Bery entendit un cri et regarda en bas dans la panique. Les deux soldats étaient effondrés sur les fesses. Krische tira l'épée à la ceinture de l'un d'eux et pressa la lame contre son cou. « K-Krische-sama. »
« Inquiétez-vous pas, Krische va pas vous tuer. » Dit Krische sans expression. Puis elle regarda les soldats. « Krische s'en fiche un peu de ces rumeurs, et ça lui est égal ce qu'ils disent. Mais, répandre la mauvaise réputation de Krische en service est un outrage à un supérieur, consciemment ou non. ......Vous êtes Dagga et Zirvan qui êtes arrivés il y a dix jours, c'est ça. Les numéros de sélection sont 78 et 182. »
« Hie ! »
« Vous appartenez au 4e Bataillon (1000 hommes), 9e Compagnie (100 hommes), 17e escouade (5 hommes), dans l'escouade du caporal Tolka, c'est exact ? »
« Y-yes. .......C-comment tu sais ça ? »
« Parce que Krische s'en souvient. » En disant ça, Krische inclina la tête sans expression. « Quel est votre service ici ? Sur le plan de déploiement, cet endroit est géré par le 1er Bataillon, 3e Compagnie. »
« Oui, euh, je livrais un message de pénurie d'équipement, adjointe au commandant de corps. »
« Compris, Krische vérifiera plus tard. Quelle que soit l'intention, les paroles et actes tout à l'heure sont un outrage à Krische, adjointe du commandant de corps. On peut dire que le contenu exagère les faits. Des sanctions seront prononcées par vos supérieurs, tant mieux hein. » Krische sourit. « Si le passe-temps de Krische était le meurtre, comme vous le dites tous les deux, Krische vous aurait exécutés sommairement tous les deux ici et maintenant. Vous voyez comme ce serait facile avec la position de Krische, non ? » « Hie ! »

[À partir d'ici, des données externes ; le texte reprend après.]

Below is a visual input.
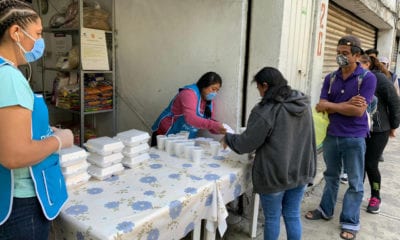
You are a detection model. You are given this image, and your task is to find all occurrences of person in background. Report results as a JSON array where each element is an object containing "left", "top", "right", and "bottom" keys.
[
  {"left": 151, "top": 72, "right": 226, "bottom": 146},
  {"left": 305, "top": 35, "right": 376, "bottom": 239},
  {"left": 365, "top": 48, "right": 379, "bottom": 58},
  {"left": 0, "top": 0, "right": 73, "bottom": 240},
  {"left": 378, "top": 57, "right": 400, "bottom": 96},
  {"left": 222, "top": 67, "right": 317, "bottom": 240},
  {"left": 360, "top": 55, "right": 400, "bottom": 213}
]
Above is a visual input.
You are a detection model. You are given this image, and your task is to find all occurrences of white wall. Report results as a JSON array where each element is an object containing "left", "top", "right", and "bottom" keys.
[{"left": 116, "top": 0, "right": 247, "bottom": 135}]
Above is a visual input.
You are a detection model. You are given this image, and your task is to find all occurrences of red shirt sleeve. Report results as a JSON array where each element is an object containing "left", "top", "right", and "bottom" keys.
[{"left": 172, "top": 89, "right": 220, "bottom": 133}]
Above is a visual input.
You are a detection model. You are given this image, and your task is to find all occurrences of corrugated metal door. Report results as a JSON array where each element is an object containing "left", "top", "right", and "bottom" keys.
[
  {"left": 279, "top": 0, "right": 316, "bottom": 93},
  {"left": 323, "top": 3, "right": 376, "bottom": 76}
]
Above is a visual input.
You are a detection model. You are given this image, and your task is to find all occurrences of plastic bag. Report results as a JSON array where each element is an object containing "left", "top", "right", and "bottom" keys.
[{"left": 313, "top": 110, "right": 329, "bottom": 148}]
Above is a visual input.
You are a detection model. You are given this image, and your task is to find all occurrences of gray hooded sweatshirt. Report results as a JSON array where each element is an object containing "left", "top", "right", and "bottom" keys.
[{"left": 225, "top": 90, "right": 317, "bottom": 194}]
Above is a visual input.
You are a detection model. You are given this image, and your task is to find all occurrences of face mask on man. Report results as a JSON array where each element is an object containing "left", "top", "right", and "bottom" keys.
[
  {"left": 206, "top": 92, "right": 217, "bottom": 101},
  {"left": 336, "top": 54, "right": 349, "bottom": 67},
  {"left": 16, "top": 29, "right": 45, "bottom": 62}
]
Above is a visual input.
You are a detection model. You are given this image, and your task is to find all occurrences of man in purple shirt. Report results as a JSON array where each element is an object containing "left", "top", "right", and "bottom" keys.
[{"left": 305, "top": 35, "right": 377, "bottom": 239}]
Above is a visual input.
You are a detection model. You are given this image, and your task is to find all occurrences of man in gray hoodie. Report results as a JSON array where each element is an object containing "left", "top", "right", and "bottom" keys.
[{"left": 223, "top": 67, "right": 317, "bottom": 240}]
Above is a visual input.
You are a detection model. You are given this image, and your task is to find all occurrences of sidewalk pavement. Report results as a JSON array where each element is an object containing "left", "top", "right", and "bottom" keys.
[{"left": 222, "top": 134, "right": 400, "bottom": 240}]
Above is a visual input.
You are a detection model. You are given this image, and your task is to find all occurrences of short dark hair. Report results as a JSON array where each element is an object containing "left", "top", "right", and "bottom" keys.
[
  {"left": 338, "top": 35, "right": 364, "bottom": 54},
  {"left": 196, "top": 72, "right": 222, "bottom": 92},
  {"left": 0, "top": 0, "right": 39, "bottom": 39},
  {"left": 365, "top": 48, "right": 379, "bottom": 56}
]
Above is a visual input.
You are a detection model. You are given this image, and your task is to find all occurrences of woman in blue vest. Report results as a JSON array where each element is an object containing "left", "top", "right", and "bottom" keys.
[
  {"left": 151, "top": 72, "right": 226, "bottom": 146},
  {"left": 0, "top": 0, "right": 73, "bottom": 240}
]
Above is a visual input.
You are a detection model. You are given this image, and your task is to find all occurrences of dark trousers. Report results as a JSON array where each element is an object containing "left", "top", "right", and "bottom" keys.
[
  {"left": 0, "top": 197, "right": 50, "bottom": 240},
  {"left": 364, "top": 131, "right": 390, "bottom": 199}
]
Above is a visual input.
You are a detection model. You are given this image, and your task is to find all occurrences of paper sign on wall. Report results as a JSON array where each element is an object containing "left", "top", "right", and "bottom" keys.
[{"left": 81, "top": 28, "right": 110, "bottom": 70}]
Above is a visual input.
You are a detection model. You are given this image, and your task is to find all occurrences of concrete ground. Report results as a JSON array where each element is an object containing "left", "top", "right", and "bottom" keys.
[{"left": 217, "top": 134, "right": 400, "bottom": 240}]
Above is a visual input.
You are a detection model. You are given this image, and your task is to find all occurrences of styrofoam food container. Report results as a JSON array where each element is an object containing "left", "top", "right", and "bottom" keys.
[
  {"left": 87, "top": 152, "right": 124, "bottom": 168},
  {"left": 88, "top": 163, "right": 124, "bottom": 180},
  {"left": 64, "top": 172, "right": 90, "bottom": 188},
  {"left": 122, "top": 143, "right": 150, "bottom": 157},
  {"left": 84, "top": 137, "right": 124, "bottom": 156},
  {"left": 61, "top": 159, "right": 90, "bottom": 176},
  {"left": 115, "top": 129, "right": 150, "bottom": 147},
  {"left": 122, "top": 153, "right": 150, "bottom": 168},
  {"left": 59, "top": 145, "right": 88, "bottom": 167}
]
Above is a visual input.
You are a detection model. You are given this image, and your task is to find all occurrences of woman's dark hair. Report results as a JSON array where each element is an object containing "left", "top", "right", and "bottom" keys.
[
  {"left": 196, "top": 72, "right": 222, "bottom": 92},
  {"left": 253, "top": 67, "right": 292, "bottom": 106},
  {"left": 0, "top": 0, "right": 39, "bottom": 40},
  {"left": 196, "top": 72, "right": 222, "bottom": 119}
]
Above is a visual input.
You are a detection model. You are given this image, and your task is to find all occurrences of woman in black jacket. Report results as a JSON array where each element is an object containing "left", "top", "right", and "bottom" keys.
[{"left": 360, "top": 55, "right": 400, "bottom": 213}]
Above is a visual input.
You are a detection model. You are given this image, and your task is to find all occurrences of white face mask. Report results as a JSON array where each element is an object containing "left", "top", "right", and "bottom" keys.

« Faites attention à l'avenir. ......C'est pas un passe-temps, mais Krische est très douée pour ça. » Sur ce, Krische remit l'épée au fourreau et leur ordonna de retourner à leurs tâches. Les deux soldats s'enfuirent de peur, et Krische remonta droit sur le pont en poussant sur le mur. « Krische a montré un truc honteux à Bery. L'éducation a l'air de pas encore bien marcher. »

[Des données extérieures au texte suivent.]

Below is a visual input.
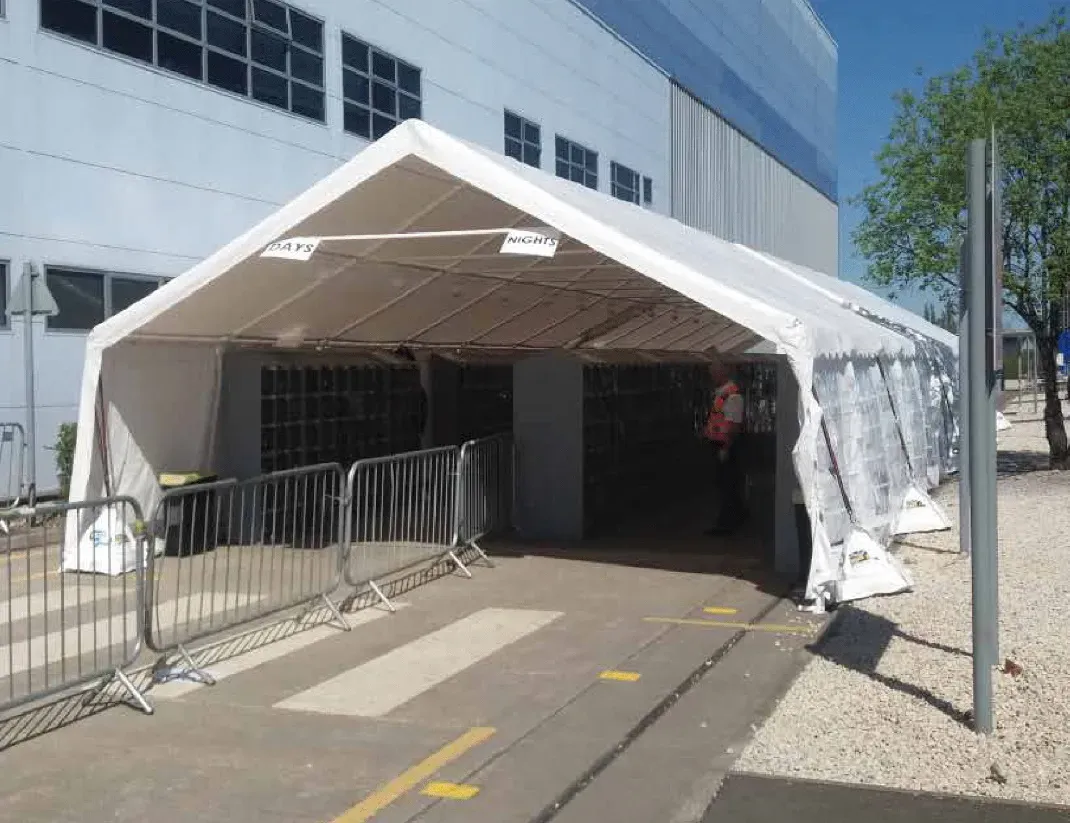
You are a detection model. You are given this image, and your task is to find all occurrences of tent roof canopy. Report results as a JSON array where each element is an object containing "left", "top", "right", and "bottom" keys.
[{"left": 90, "top": 121, "right": 914, "bottom": 356}]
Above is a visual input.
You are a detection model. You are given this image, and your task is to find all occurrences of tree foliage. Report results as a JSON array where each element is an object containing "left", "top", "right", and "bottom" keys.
[{"left": 853, "top": 10, "right": 1070, "bottom": 468}]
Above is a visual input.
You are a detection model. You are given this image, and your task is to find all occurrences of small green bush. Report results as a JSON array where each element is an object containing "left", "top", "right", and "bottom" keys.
[{"left": 52, "top": 423, "right": 78, "bottom": 500}]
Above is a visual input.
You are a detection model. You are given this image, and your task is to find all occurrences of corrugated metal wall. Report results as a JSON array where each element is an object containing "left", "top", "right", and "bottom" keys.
[{"left": 671, "top": 83, "right": 839, "bottom": 275}]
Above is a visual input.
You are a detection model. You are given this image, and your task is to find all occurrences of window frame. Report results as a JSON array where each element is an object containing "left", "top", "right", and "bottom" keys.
[
  {"left": 553, "top": 132, "right": 601, "bottom": 192},
  {"left": 338, "top": 29, "right": 424, "bottom": 142},
  {"left": 0, "top": 260, "right": 12, "bottom": 332},
  {"left": 502, "top": 108, "right": 542, "bottom": 169},
  {"left": 37, "top": 0, "right": 327, "bottom": 125},
  {"left": 43, "top": 263, "right": 163, "bottom": 336},
  {"left": 609, "top": 161, "right": 643, "bottom": 205}
]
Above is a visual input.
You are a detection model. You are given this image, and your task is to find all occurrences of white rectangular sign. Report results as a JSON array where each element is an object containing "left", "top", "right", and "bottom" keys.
[
  {"left": 260, "top": 238, "right": 321, "bottom": 263},
  {"left": 500, "top": 229, "right": 559, "bottom": 257}
]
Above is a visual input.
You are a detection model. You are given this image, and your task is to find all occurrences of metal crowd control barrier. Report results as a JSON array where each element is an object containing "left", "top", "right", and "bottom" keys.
[
  {"left": 0, "top": 423, "right": 26, "bottom": 506},
  {"left": 454, "top": 435, "right": 514, "bottom": 560},
  {"left": 346, "top": 446, "right": 467, "bottom": 611},
  {"left": 0, "top": 498, "right": 152, "bottom": 714},
  {"left": 144, "top": 463, "right": 350, "bottom": 684}
]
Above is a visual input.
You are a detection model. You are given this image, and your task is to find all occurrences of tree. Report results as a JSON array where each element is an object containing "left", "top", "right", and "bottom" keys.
[{"left": 853, "top": 10, "right": 1070, "bottom": 469}]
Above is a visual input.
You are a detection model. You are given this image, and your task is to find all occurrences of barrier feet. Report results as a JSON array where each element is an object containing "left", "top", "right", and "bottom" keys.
[
  {"left": 469, "top": 540, "right": 494, "bottom": 568},
  {"left": 81, "top": 669, "right": 156, "bottom": 715},
  {"left": 446, "top": 549, "right": 472, "bottom": 580}
]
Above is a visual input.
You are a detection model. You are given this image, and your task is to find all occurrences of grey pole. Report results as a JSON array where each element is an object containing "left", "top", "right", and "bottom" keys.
[
  {"left": 22, "top": 263, "right": 37, "bottom": 506},
  {"left": 964, "top": 140, "right": 994, "bottom": 734},
  {"left": 959, "top": 239, "right": 969, "bottom": 554}
]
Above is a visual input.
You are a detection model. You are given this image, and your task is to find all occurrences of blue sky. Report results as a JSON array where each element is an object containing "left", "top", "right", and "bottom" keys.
[{"left": 811, "top": 0, "right": 1061, "bottom": 311}]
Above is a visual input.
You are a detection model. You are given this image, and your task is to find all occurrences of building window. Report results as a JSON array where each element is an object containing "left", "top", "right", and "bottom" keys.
[
  {"left": 505, "top": 110, "right": 542, "bottom": 168},
  {"left": 609, "top": 163, "right": 642, "bottom": 203},
  {"left": 341, "top": 32, "right": 423, "bottom": 140},
  {"left": 45, "top": 266, "right": 163, "bottom": 332},
  {"left": 0, "top": 260, "right": 11, "bottom": 329},
  {"left": 41, "top": 0, "right": 325, "bottom": 122},
  {"left": 554, "top": 135, "right": 598, "bottom": 188}
]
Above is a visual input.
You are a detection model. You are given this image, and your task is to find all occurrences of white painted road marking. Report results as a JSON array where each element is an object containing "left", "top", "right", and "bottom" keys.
[
  {"left": 151, "top": 603, "right": 409, "bottom": 700},
  {"left": 275, "top": 609, "right": 563, "bottom": 717}
]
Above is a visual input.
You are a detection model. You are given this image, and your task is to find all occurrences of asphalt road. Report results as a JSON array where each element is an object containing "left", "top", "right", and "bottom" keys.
[{"left": 703, "top": 775, "right": 1070, "bottom": 823}]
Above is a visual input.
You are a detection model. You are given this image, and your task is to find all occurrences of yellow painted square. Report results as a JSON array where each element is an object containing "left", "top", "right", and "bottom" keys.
[
  {"left": 421, "top": 782, "right": 479, "bottom": 801},
  {"left": 598, "top": 671, "right": 641, "bottom": 683}
]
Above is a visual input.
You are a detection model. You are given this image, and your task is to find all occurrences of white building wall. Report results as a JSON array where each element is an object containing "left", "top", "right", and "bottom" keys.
[
  {"left": 671, "top": 86, "right": 839, "bottom": 276},
  {"left": 0, "top": 0, "right": 670, "bottom": 491}
]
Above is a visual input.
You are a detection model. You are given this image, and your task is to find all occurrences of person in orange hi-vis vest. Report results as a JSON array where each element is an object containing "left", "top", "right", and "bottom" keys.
[{"left": 702, "top": 362, "right": 747, "bottom": 534}]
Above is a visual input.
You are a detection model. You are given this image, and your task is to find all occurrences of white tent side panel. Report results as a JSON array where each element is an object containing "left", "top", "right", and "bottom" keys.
[{"left": 63, "top": 342, "right": 221, "bottom": 570}]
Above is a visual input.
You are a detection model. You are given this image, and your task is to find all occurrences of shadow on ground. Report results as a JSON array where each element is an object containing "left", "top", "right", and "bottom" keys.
[{"left": 808, "top": 606, "right": 972, "bottom": 726}]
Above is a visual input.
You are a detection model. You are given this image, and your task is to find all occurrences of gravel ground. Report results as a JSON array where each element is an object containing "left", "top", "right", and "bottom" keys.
[{"left": 736, "top": 415, "right": 1070, "bottom": 804}]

« ...L'éducation, c'est ça ? »
« Onee-sama, si c'est comme ça... c'est trop effrayant et ça a l'air contre-productif. »
« S'ils ont peur de Krische et deviennent obéissants, ça va. Le truc, c'est que Krische a juste besoin de montrer assez de force pour qu'ils n'aient même pas l'idée de se rebeller. Bien sûr, c'est mieux d'être aimée comme Selene. Mais Krische n'est pas douée pour ça. »
« ... Je suppose que c'est une façon de voir les choses. » Krische se blottit contre Bery et lui saisit le bras. « Krische sait que Bery n'aime pas ce genre de chose, mais »
« ... Non. Je pense qu'il y a des choses qu'on ne peut pas empêcher. » « Par exemple, si Krische marchait seule, l'aurait-elle ignoré » c'est ce que pensa Bery. Elle l'a fait parce que Bery a montré son mécontentement. « Bery n'a pas entendu la conversation tout à l'heure ? Krische a cru que Bery se taisait parce qu'elle voulait pas voir Krische faire ça. »
« ......Oui. Mais s'en faire, ça sert à rien. Et même si c'était intrusif, je les ai aussi prévenus avant. »
« C'est pas bien, ça suffit que ce soit Krische qui le dise. » Avec un sourire vague, Bery hocha la tête. « C'est pas à Krische-sama de s'en faire. »
« Euh, s'en faire, ou plutôt... » Krische réfléchit un instant, comme perdue. « Qu'importe ce qu'ils disent sur Krische. Krische s'en fiche. ...Mais Krische veut vraiment pas que Bery dise ce genre de choses à Krische aussi. » Comme troublée, comme si elle ne pouvait pas retenir son émotion. Krische le dit à Bery. ----Jolie Elle pensa juste ça et caressa la joue de Krische. « ......C'est l'heure du bain tant attendu. On se remonte le moral et on y va ? » Elle posa sa main sur sa joue et traça ses lèvres avec son pouce. Krische hocha la tête embarrassée, et Kreschenta, mécontente, dévisagea Bery et dit à Krische. « Onee-sama, euh, je suis désolée---- »
« Aujourd'hui c'est non. »
« Grr... » Bery rit doucement et regarda le ciel vide.